Here’s the important point: all of this is performance testing.
What I’m trying to show here is that performance testing is a varied approach that has a series of techniques that can be applied. Those techniques are answering lots of questions but the way you structure your overall performance approach also answers a question. The major element that a performance testing approach is answering can be stated like this:
P = C / L
Here P is “performance”, C is “capacity”, and L is “load”. In other words, the performance of a system is a function of its capacity divided by the load that is placed on it. The general formula that’s sort of a mantra for a performance testing function is
P = [ CB + CP + CS ] / [ LB + LP + LS ]
Here B, P, and S refer to bandwidth, processing, and storage. Each type of capacity is matched by its corresponding load type, just like in real life. And also like real life, it’s the sum of the three parts that determine performance — if a limit is reached in any part, it will limit the performance of the whole.

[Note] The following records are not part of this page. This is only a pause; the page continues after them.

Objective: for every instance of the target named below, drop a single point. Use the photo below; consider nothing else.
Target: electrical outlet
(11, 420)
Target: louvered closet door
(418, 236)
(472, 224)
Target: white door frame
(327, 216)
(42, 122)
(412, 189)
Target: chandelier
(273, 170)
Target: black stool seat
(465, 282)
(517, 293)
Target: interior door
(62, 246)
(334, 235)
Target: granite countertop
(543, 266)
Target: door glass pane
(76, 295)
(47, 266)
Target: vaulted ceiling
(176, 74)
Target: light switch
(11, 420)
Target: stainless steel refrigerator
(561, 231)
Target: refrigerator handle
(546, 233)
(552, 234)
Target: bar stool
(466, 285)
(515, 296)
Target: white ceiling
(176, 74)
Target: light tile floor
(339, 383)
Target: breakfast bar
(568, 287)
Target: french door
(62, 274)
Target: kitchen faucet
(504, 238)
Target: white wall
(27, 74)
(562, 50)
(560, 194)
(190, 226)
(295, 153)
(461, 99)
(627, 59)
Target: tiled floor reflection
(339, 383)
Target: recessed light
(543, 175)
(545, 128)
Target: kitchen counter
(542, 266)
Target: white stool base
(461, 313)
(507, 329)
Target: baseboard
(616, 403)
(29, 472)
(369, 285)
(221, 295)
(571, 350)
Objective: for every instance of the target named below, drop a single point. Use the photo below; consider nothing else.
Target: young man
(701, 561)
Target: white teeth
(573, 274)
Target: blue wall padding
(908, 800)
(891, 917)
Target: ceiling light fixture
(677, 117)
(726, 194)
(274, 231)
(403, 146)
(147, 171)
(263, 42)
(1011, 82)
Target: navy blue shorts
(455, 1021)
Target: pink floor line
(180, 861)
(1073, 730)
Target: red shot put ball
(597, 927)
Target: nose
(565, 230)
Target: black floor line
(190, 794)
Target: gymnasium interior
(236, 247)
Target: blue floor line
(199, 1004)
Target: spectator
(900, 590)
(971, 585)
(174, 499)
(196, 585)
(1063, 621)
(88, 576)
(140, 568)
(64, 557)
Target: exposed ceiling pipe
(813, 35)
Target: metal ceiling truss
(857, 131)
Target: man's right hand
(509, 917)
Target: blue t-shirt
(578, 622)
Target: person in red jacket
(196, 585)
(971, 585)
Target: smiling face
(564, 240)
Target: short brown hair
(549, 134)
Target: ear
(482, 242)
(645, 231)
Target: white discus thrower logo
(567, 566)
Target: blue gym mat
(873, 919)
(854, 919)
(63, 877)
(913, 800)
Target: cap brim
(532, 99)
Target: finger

Ultimately, of course, the performance of any given application is and will always be limited by one of these three types of capacity — but which one, and under what conditions? How can you prefigure that limit beforehand and how can you prove it afterward? Those are the main questions that the performance testing function should be in place to answer.
I believe this can most effectively be done when testers (and everyone else) realize that performance testing — like functional testing — is an approach. Like all good approaches, there are certain techniques that are effective under different conditions, depending upon what you are trying to find out.